開幕から好調な戦いぶりを見せる中で投手陣の安定感が光っているカープ。今回のコラムでは、今シーズンも守護神としての活躍が期待される栗林良吏について、OBの大野豊氏に語ってもらった。※取材は4月上旬。

今季もクローザーとして9回のマウンドを託される栗林良吏(今年の春季キャンプで撮影)

◆真価が問われる守護神・栗林

 次に今季も開幕からストッパーを務める栗林良吏ですが、オープン戦から開幕直後の投球を見ていると、やや彼本来の球が投げ切れていない印象があります。

 昨季は、走者がいない場面では足を上げて、しっかりと『タメ』を作ってから投げていました。

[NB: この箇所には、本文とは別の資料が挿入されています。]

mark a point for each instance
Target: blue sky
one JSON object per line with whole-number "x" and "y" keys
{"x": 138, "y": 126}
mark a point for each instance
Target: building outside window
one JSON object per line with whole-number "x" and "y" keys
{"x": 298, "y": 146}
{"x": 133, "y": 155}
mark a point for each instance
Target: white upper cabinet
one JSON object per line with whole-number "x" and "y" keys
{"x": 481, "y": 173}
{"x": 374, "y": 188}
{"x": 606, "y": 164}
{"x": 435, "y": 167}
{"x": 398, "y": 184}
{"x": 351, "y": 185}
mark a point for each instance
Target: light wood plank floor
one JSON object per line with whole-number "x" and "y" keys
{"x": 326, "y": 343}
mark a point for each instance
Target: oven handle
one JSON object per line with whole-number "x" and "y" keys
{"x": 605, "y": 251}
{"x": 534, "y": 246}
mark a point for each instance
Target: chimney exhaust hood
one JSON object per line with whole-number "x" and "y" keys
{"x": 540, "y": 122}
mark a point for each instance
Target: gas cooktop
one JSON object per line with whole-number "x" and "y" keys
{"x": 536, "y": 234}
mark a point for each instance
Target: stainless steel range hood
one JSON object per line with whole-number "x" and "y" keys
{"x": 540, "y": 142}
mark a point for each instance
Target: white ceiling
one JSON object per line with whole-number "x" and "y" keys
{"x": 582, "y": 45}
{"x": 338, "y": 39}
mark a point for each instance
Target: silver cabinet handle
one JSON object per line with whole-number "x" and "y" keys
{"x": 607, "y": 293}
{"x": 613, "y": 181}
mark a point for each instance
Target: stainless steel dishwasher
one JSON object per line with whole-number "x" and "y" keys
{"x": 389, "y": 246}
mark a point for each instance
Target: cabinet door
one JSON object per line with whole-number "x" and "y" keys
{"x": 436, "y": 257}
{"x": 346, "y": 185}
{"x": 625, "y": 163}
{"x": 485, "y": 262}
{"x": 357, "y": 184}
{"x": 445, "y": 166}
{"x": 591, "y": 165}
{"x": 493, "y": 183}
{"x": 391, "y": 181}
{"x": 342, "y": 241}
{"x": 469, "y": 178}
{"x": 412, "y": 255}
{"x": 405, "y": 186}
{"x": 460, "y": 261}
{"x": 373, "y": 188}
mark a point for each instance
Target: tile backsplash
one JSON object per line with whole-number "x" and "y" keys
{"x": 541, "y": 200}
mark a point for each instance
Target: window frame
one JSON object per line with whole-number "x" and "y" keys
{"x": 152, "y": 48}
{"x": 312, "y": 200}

 今年については、ほとんどクイックモーションで投げています。まずは試合の中で結果を出しながらだと思いますが、今後どのタイミングで、彼本来のゆったりとした『タメ』を作ったモーションに戻すのかは気になるところです。

 昨年の栗林の成績はほぼ完璧な投球で神がかり的でした。しかし今季、4月2日の中日戦(バンテリンドーム)では打たれて敗戦投手になってしまいました。今年はそういうこともある年だと思っていますし、シーズントータルの成績で見てほしいですね。

 彼の信頼できるところは、たとえサヨナラ負けをしたとしても、次の試合ではしっかりと抑え、続けて同じ失敗をしないことです。そういう意味では、4月5日のセーブ成功は彼自身にとっても、大きな意味を持つセーブになったのではないでしょうか。

 栗林のクローザーとしての責任感や、「やるべきことをきっちりとやれる」という点は、評価をして良い部分だと思います。